Le célèbre acteur écossais James
Robertson Justice, docteur en philosophie et recteur de l'Université
d'Édimbourg, angoissé par le snobisme et l'incompétence qui submergent chaque
jour davantage le monde des amateurs de whisky, nous offre quelques précisions
importantes.
Il existe quatre grandes régions où
se produit le whisky d'Écosse. La première, celle du Nord, se divise elle-même
en deux territoires : l'Est, qui donne un whisky trop sec pour le goût de
Robertson Justice, et l'Ouest qui répand un lourd parfum de tourbe auquel il
est permis de s'attacher. Robertson Justice salue au passage, avec le respect
qu'ils méritent, Highland Park
d'Orkney, Cline Lish de Brora, Glenmorangie de Tain et Talisker de Carbost of Skye.
Vient ensuite la ravissante île
d'Islay dont les produits, plus savoureux et parfumés que les autres, sont
comme les poids moyens dans le ring. Si James Robertson Justice était
contraint, ce qu'à Dieu ne plaise, d'emprisonner son amour du whisky dans une
seule région d'Écosse, il choisirait Islay.
Robertson Justice classe dans la
catégorie des poids lourds les whiskies de la troisième région qui est bien,
comme nous l'avions deviné, celle du Royal Burgh of Campbeltown. Ils sont
vigoureux, virils et véhéments. Le recteur va même jusqu'à leur reprocher un
léger excès de vigueur et cela signifie quelque chose dans la bouche d'un homme
qui a la barbe et la carrure d'Hemingway,
Toutefois, Springbank et Rieclachan
ont été bus avec succès.
Pour finir, on arrive, à travers les
Lowlands, au whisky du Sud. Robertson Justice avoue qu'il ne les connaît guère.
Il garde cependant la nostalgie du vieux Bladnoch
qu'il buvait dans ses années heureuses de Galloway.

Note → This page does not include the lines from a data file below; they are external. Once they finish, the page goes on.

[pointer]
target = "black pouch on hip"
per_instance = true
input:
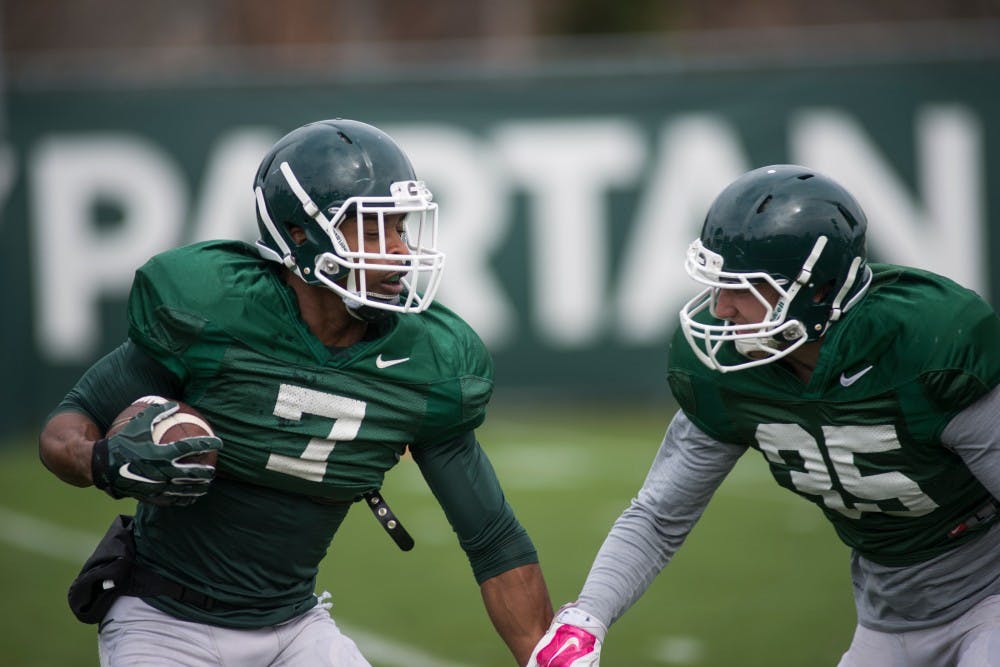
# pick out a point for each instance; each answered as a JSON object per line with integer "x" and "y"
{"x": 106, "y": 575}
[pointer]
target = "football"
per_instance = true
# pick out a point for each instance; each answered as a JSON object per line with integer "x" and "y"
{"x": 185, "y": 423}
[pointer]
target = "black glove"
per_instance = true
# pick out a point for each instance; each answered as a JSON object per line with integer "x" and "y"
{"x": 130, "y": 463}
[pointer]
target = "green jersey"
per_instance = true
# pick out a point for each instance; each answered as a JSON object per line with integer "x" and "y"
{"x": 862, "y": 438}
{"x": 306, "y": 429}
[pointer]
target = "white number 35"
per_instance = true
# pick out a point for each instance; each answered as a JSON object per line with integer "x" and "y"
{"x": 842, "y": 444}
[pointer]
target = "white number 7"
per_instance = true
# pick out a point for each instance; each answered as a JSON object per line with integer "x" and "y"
{"x": 292, "y": 403}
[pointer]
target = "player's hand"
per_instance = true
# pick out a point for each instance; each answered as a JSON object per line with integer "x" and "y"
{"x": 130, "y": 463}
{"x": 573, "y": 640}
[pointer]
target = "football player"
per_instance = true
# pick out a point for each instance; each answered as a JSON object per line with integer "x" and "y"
{"x": 871, "y": 390}
{"x": 319, "y": 357}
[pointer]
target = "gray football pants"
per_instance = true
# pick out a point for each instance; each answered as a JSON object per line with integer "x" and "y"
{"x": 133, "y": 633}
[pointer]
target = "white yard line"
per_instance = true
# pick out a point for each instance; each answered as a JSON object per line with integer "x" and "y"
{"x": 53, "y": 541}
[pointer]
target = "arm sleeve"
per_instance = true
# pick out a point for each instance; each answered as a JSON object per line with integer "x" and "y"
{"x": 687, "y": 470}
{"x": 462, "y": 479}
{"x": 974, "y": 434}
{"x": 123, "y": 375}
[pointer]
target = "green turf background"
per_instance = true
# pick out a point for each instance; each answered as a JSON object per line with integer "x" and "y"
{"x": 762, "y": 580}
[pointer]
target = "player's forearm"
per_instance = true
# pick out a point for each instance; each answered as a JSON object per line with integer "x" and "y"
{"x": 66, "y": 446}
{"x": 519, "y": 606}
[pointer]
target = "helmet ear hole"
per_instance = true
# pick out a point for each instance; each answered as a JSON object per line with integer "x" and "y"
{"x": 296, "y": 233}
{"x": 823, "y": 291}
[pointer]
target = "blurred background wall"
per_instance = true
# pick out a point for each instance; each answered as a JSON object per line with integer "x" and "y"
{"x": 574, "y": 146}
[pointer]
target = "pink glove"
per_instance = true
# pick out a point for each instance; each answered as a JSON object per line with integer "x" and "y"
{"x": 573, "y": 640}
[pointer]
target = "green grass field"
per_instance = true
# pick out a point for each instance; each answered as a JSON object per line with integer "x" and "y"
{"x": 762, "y": 581}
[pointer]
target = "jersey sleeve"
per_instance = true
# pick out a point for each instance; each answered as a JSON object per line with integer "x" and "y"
{"x": 123, "y": 375}
{"x": 161, "y": 318}
{"x": 465, "y": 484}
{"x": 457, "y": 399}
{"x": 963, "y": 364}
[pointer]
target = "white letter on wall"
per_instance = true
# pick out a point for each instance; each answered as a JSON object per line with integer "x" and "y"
{"x": 568, "y": 167}
{"x": 947, "y": 236}
{"x": 699, "y": 155}
{"x": 226, "y": 202}
{"x": 75, "y": 261}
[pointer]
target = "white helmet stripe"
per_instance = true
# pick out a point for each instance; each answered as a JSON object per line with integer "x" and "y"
{"x": 286, "y": 252}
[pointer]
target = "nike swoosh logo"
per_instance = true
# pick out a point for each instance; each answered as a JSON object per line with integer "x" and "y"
{"x": 848, "y": 380}
{"x": 571, "y": 644}
{"x": 385, "y": 363}
{"x": 128, "y": 474}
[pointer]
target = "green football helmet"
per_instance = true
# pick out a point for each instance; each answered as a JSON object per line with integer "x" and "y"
{"x": 318, "y": 176}
{"x": 793, "y": 229}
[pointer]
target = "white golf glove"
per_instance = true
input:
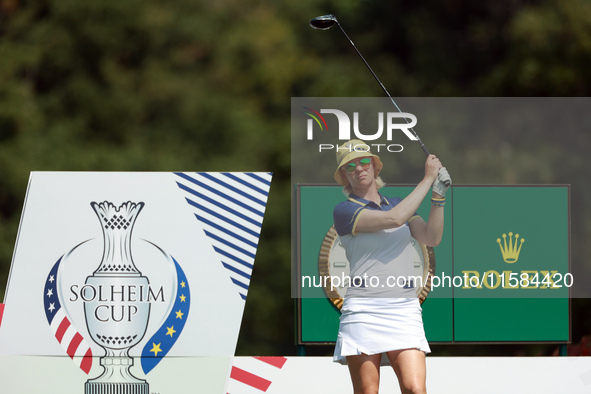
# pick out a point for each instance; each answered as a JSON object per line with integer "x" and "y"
{"x": 439, "y": 186}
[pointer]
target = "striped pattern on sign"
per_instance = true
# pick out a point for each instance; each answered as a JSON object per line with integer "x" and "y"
{"x": 253, "y": 375}
{"x": 230, "y": 207}
{"x": 65, "y": 332}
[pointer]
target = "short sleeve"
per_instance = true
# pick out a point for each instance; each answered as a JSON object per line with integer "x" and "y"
{"x": 345, "y": 217}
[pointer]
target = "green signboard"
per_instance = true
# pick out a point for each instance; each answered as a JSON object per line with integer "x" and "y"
{"x": 501, "y": 271}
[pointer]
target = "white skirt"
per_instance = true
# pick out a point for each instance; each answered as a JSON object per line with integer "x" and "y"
{"x": 378, "y": 325}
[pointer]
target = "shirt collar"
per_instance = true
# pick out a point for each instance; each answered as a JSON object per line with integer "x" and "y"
{"x": 363, "y": 201}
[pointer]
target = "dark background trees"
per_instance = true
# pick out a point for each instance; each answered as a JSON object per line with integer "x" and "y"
{"x": 205, "y": 86}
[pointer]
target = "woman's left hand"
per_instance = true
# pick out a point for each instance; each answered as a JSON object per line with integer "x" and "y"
{"x": 442, "y": 182}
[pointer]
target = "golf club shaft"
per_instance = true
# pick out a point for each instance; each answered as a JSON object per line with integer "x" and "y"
{"x": 421, "y": 144}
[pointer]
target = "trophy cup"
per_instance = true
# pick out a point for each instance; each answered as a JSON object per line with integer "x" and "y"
{"x": 116, "y": 305}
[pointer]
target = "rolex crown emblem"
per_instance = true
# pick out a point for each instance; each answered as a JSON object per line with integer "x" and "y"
{"x": 510, "y": 252}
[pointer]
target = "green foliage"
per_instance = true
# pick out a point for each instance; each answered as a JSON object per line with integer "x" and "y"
{"x": 205, "y": 86}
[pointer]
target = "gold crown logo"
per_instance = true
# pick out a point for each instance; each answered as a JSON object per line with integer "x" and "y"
{"x": 511, "y": 252}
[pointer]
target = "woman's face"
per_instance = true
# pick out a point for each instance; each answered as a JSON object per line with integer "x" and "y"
{"x": 359, "y": 172}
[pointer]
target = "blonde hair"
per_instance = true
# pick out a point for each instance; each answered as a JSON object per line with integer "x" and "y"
{"x": 348, "y": 190}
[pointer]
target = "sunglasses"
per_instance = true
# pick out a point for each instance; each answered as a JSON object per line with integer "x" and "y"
{"x": 364, "y": 163}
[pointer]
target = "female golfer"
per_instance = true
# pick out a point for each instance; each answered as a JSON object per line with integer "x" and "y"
{"x": 381, "y": 315}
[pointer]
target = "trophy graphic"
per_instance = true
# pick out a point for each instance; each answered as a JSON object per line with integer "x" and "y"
{"x": 116, "y": 305}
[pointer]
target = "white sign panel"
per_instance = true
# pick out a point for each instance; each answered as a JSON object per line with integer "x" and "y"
{"x": 115, "y": 270}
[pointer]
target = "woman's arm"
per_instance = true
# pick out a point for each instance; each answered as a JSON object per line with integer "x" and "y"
{"x": 370, "y": 220}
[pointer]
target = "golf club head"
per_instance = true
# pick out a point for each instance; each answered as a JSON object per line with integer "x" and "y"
{"x": 323, "y": 22}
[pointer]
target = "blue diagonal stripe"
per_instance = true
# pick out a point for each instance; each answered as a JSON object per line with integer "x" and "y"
{"x": 247, "y": 184}
{"x": 217, "y": 192}
{"x": 230, "y": 187}
{"x": 226, "y": 231}
{"x": 237, "y": 282}
{"x": 258, "y": 178}
{"x": 217, "y": 204}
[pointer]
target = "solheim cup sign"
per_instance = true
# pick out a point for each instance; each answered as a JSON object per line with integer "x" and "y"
{"x": 120, "y": 272}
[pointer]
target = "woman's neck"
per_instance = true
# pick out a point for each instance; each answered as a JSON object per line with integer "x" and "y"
{"x": 370, "y": 193}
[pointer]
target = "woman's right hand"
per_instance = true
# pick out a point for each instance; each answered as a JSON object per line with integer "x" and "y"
{"x": 432, "y": 166}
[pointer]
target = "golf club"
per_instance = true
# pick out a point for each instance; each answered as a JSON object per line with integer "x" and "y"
{"x": 325, "y": 22}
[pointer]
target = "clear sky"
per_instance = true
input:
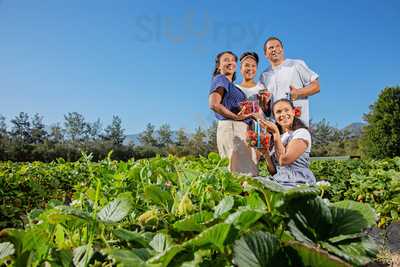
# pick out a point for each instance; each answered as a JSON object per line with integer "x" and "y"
{"x": 151, "y": 61}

Andy Mac Elhone, de Dundee, le galant
expert de la rue Daunou, affirme que ces merveilleux malt vines ne traverseraient pas les gosiers français avec la
prestesse chatoyante d'un air de Vivaldi. Peut-être. La croisade de James
Robertson Justice n'en garde pas moins sa noblesse, même s'il est chimérique de
songer à déniaiser les buveurs superficiels qui sortent des boîtes de nuit pour
entrer dans les romans contemporains. Ils continueront à demander vaguement du scotch,
seul mot qui ait pu s'imprimer dans leurs pauvres têtes où quelques mesures de cool tournent en vain.